Pioneering the Use of Artificial Intelligence In Online Streams: Full Artificial Intelligence Co-Host (Second Host on Screen)
Abstract
The integration of artificial intelligence (AI) into live online streaming has opened new avenues for enhancing user engagement, particularly in platforms like Pyjam, which cater to adolescent audiences by facilitating real- time broadcasting of daily activities, creative talents, and interactive events. This paper pioneers a Full AI Co-Host framework, functioning as a live co-presenter that comments on ongoing events (e.g., reacting to a host's dance routine with “That's paw-some!”), interacts with the audience through chat responses (e.g., answering viewer questions like “What's your favorite joke?” with tailored humor), tells jokes to lighten the mood (e.g., “Why did the cat go to school? To improve its purr-sonal skills!”), and supports the human host by providing encouragement or filling silences (e.g., “Great point, host—let's hear from the chat!”). Designed as a cute kitten mascot with English speech capabilities, the AI co-host leverages multimodal analysis of video (object detection via YOLOv8-tiny), audio (transcription with Vosk), and chat data to generate context-aware responses in near-real time (~1–2 seconds latency), ensuring seamless integration into Pyjam's WebRTC-based streams.
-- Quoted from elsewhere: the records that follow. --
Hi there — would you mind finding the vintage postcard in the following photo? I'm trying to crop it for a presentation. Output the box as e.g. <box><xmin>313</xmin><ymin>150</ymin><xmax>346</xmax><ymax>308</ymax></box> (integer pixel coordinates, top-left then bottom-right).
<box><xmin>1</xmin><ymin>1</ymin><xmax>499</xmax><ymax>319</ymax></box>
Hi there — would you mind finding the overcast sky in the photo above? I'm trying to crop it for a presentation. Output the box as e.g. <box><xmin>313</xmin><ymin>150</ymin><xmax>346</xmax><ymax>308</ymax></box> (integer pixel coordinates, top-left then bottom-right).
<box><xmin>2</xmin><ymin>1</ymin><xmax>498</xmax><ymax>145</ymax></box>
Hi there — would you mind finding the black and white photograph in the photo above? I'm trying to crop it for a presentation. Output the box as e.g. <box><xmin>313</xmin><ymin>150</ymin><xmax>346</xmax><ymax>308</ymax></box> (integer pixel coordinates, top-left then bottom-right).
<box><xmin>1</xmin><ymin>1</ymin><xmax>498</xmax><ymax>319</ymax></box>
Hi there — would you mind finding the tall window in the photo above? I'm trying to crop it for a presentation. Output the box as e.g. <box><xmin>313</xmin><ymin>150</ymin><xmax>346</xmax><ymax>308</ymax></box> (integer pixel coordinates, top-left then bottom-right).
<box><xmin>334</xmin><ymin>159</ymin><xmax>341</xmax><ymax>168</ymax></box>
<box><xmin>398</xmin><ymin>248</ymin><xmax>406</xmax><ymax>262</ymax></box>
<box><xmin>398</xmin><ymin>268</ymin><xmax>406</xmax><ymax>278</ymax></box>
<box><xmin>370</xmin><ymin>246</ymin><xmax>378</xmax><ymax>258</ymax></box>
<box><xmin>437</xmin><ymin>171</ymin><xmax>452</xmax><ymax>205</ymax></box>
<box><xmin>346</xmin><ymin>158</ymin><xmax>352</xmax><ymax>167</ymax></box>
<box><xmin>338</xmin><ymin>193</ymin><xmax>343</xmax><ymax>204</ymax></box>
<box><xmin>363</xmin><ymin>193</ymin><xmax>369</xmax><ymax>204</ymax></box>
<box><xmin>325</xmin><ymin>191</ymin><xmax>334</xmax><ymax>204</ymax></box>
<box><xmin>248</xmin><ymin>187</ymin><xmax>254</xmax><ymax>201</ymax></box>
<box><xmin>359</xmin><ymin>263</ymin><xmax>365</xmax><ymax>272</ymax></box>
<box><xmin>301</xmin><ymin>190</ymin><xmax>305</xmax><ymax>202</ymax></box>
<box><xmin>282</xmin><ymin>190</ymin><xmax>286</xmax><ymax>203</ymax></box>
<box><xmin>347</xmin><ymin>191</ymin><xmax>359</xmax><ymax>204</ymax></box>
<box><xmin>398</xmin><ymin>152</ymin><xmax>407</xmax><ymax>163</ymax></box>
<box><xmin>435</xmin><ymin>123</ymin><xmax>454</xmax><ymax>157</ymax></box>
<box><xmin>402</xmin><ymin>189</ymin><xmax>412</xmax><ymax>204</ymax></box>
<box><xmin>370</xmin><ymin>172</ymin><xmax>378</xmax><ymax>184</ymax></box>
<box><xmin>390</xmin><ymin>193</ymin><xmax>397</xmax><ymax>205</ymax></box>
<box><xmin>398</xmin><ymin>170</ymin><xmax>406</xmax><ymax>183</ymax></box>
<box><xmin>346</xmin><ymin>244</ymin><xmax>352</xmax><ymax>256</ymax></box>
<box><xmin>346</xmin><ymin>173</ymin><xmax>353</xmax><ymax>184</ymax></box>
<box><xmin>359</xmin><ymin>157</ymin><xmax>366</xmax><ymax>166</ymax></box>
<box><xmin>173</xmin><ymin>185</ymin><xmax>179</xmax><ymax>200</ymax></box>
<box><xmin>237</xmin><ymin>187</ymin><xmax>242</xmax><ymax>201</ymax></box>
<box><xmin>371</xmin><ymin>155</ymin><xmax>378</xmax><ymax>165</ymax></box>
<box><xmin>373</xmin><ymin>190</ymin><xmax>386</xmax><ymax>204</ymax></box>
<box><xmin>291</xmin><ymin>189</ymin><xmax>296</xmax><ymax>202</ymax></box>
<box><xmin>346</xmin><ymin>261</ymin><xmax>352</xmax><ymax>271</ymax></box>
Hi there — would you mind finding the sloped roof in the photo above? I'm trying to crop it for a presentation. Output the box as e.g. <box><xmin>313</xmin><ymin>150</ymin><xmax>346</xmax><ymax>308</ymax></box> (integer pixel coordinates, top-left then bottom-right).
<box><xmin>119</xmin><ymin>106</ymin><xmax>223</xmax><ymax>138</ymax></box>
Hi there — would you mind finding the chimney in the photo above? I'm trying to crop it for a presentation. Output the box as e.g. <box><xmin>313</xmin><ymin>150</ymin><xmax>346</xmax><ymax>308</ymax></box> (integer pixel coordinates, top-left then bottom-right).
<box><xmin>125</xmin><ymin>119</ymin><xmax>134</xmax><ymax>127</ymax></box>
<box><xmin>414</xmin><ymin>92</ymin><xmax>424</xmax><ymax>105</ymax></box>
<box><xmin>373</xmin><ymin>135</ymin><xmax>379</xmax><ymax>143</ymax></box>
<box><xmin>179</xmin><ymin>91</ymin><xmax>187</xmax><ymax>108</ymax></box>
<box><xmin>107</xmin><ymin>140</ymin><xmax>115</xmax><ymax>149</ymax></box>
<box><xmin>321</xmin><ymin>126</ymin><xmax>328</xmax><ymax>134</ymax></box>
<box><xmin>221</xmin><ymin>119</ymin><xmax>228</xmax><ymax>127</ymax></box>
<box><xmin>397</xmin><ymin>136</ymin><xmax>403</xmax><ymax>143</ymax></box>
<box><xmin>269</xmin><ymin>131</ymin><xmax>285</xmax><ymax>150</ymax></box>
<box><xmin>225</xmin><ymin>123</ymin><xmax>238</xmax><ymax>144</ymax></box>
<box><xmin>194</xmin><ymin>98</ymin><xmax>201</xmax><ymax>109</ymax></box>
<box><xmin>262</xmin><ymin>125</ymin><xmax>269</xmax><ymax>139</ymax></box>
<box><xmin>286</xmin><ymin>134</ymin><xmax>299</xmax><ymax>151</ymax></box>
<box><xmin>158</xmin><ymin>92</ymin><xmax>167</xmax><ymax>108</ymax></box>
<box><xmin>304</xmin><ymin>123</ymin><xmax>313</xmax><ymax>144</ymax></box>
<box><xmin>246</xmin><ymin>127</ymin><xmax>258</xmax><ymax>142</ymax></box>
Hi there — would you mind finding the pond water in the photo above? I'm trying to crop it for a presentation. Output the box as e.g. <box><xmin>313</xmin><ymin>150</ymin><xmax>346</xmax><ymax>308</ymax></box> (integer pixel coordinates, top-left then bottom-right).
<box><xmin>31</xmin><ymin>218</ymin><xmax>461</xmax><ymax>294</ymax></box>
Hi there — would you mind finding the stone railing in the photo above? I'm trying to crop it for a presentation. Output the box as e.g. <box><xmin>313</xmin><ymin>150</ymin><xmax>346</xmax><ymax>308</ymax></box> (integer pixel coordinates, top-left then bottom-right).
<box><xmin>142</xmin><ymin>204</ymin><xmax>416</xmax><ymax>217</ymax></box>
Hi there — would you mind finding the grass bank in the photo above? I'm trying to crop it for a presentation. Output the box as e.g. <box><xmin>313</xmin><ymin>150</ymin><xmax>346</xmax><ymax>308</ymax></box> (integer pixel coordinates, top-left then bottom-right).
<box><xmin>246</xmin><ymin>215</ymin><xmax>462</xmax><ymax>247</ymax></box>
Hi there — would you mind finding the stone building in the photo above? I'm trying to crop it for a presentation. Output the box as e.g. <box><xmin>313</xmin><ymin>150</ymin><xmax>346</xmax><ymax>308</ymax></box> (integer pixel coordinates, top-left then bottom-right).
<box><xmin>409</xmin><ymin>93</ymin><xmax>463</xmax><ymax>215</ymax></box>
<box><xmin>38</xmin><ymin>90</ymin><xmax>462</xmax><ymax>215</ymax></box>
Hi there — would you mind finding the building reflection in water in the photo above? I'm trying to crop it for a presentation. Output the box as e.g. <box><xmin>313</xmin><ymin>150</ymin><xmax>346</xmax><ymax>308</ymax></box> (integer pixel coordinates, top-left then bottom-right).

Our implementation optimizes latency through keyframe sampling and parallel processing, achieving response times under 2 seconds for interactive features. Evaluation on 1000 simulated streams demonstrates 92% relevance in comments and 95% audience satisfaction in engagement metrics, with computational overhead limited to 20% GPU utilization for 50 concurrent streams. This framework not only boosts interactivity in adolescent-focused platforms but also sets a benchmark for AI-driven co-presentation in online streams, addressing challenges in real-time content generation and user retention.